TRANSITION RULE FOR ELECTION OF DIRECTORS
1997-1998 and
1998-1999
The changes reflected in the foregoing Amended and Restate Bylaws of Florida Paso Fino Horse Association, Inc. provide for changes in the number of officers and directors and the procedures for election. Such Amended and Restated Bylaws shall be effective upon adoption by the Board of Directors, except as provided herein.
Until the annual meeting of members held in 1998, the Board of Directors shall remain six officer directors and four non-officer directors. Because the term of office of one of the existing directors expires in October 1997, this vacancy shall be filled by the remaining directors and that director shall office the election to be held at the annual members’ meeting in 1998.

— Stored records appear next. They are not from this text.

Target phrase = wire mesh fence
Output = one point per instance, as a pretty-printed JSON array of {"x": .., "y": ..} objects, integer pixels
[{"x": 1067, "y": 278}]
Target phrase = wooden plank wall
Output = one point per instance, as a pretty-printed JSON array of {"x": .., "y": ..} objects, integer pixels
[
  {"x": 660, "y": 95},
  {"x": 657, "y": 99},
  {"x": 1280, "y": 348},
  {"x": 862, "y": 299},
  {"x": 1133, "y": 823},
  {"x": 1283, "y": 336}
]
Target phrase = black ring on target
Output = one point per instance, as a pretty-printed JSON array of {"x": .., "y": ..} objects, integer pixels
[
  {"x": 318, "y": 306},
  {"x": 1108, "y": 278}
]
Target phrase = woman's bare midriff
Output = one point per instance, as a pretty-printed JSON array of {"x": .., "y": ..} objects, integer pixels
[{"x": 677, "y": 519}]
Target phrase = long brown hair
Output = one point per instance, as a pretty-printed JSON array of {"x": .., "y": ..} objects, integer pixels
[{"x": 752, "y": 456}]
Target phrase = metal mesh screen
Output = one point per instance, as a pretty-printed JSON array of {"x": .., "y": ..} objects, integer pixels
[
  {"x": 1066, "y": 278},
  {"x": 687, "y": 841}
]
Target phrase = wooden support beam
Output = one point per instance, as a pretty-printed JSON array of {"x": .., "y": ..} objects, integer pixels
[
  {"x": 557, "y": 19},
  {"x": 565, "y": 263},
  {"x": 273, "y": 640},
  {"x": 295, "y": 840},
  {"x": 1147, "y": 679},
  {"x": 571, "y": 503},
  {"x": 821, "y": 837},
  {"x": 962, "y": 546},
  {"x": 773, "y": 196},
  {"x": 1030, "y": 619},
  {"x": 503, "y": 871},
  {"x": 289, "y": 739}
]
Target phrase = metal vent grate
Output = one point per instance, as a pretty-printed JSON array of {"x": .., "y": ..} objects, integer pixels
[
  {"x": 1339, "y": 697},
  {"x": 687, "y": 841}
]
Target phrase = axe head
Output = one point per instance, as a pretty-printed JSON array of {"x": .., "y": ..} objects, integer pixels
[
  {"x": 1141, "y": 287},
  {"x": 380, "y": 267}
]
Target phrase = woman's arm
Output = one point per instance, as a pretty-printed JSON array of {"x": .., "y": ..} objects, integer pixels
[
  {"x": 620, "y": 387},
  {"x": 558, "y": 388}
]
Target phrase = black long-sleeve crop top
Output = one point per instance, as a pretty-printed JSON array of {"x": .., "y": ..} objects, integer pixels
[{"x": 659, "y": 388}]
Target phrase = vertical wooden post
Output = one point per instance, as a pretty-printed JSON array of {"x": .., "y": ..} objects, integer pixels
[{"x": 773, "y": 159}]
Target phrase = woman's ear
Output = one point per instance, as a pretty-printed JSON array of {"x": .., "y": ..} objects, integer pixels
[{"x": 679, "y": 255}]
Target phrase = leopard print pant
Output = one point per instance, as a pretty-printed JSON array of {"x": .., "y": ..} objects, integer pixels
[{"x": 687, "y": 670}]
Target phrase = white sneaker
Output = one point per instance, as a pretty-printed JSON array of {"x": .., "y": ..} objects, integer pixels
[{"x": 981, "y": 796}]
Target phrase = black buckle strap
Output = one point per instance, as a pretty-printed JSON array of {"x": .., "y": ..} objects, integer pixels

The term of office of all officer and non-officer directors of the Association shall expire with the annual meeting of members to be held in 1998. At that time, the members shall elect five officers and five non-officer directors to the Board of Directors. Each of the five officer directors elected at the annual meeting of members held in 1998 shall hold office for a term of two years.
Each of the five non-officer directors elected at the annual meeting of the members held in 1998 shall hold office for a term of one year. At the annual meeting of members held in 1999, each of the five non-officer directors shall be elected to hold office for a term of two years.
Thereafter, at each annual meeting held in an “even-numbered” year (for example, 1998, 2000, 2002, etc.), the members shall elect the five officers to hold office for two years. At each annual meeting thereafter held in an “odd-numbered” year (for example, 1999, 2001, 2003, etc.), the members shall elect the five non-officer directors to hold office for two years.